# Cost/benefit of moving cage



## abbys (Oct 13, 2012)

I'd really like to give Pig a bigger living space as his current cage is only 48"x18", and the way my apartment is set up the only place big enough to do that is the kitchen table/dining nook, which I don't use. I could set up a really big C&C cage there.

There would be some heating issues and before my electricity bills go through the roof I wanted to see what your opinions are on whether it would be worth the cost as long as he has lots of room. And if so, what are some ways I could keep it warm without relying on the CHEs.

1. The cage would be padded on the bottom, and I could probably put it on the dining table since I don't use it, but the linoleum floor would still make it cooler.

2. The heater under that window doesn't work.

3. The window is big and would just suck out a lot of the heat.

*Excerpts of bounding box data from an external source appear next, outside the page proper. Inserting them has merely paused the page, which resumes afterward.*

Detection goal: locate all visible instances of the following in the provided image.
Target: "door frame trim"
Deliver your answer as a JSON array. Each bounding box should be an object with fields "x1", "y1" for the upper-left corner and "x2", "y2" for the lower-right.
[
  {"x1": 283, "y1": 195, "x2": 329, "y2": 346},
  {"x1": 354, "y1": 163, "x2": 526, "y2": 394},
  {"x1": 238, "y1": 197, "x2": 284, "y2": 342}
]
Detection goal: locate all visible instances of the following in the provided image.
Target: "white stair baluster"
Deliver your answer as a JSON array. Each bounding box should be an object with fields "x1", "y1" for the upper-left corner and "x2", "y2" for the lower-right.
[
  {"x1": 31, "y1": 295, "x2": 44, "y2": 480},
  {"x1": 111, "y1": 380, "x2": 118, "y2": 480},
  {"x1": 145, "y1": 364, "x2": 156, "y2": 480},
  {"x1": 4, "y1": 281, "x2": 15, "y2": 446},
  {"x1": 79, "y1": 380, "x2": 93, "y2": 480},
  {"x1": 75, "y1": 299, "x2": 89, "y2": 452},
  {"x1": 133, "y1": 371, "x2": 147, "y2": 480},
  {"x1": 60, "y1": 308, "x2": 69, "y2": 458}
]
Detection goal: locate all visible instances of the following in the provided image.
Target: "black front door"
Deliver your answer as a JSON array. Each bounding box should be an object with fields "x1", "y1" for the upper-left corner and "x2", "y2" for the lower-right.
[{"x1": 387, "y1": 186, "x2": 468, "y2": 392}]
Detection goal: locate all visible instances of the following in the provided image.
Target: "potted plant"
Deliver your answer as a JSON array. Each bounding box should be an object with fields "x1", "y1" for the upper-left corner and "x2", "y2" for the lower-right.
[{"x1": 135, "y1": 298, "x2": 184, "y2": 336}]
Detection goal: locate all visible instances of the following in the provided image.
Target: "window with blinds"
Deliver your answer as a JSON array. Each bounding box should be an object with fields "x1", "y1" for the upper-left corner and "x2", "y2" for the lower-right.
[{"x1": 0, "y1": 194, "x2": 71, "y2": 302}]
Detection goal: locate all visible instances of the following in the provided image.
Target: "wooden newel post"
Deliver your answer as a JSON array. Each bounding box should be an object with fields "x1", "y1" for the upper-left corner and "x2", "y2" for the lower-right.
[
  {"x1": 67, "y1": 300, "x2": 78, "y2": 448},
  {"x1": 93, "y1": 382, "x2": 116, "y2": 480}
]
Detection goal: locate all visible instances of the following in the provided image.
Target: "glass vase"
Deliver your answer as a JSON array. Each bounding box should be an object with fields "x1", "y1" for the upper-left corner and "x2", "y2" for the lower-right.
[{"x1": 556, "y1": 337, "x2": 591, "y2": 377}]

I'd have to crank the living room thermostat up to at least 75 to have any effect on the kitchen area (which would cost $100/mo), so a lot of strain would be put on the CHEs. I could hang thermal curtains on the window at night, but I'd have to take them down in the day so he gets enough light. OR I could leave the kitchen light on during the day and leave the curtains on, but I still don't think that would make enough of a difference in the temp.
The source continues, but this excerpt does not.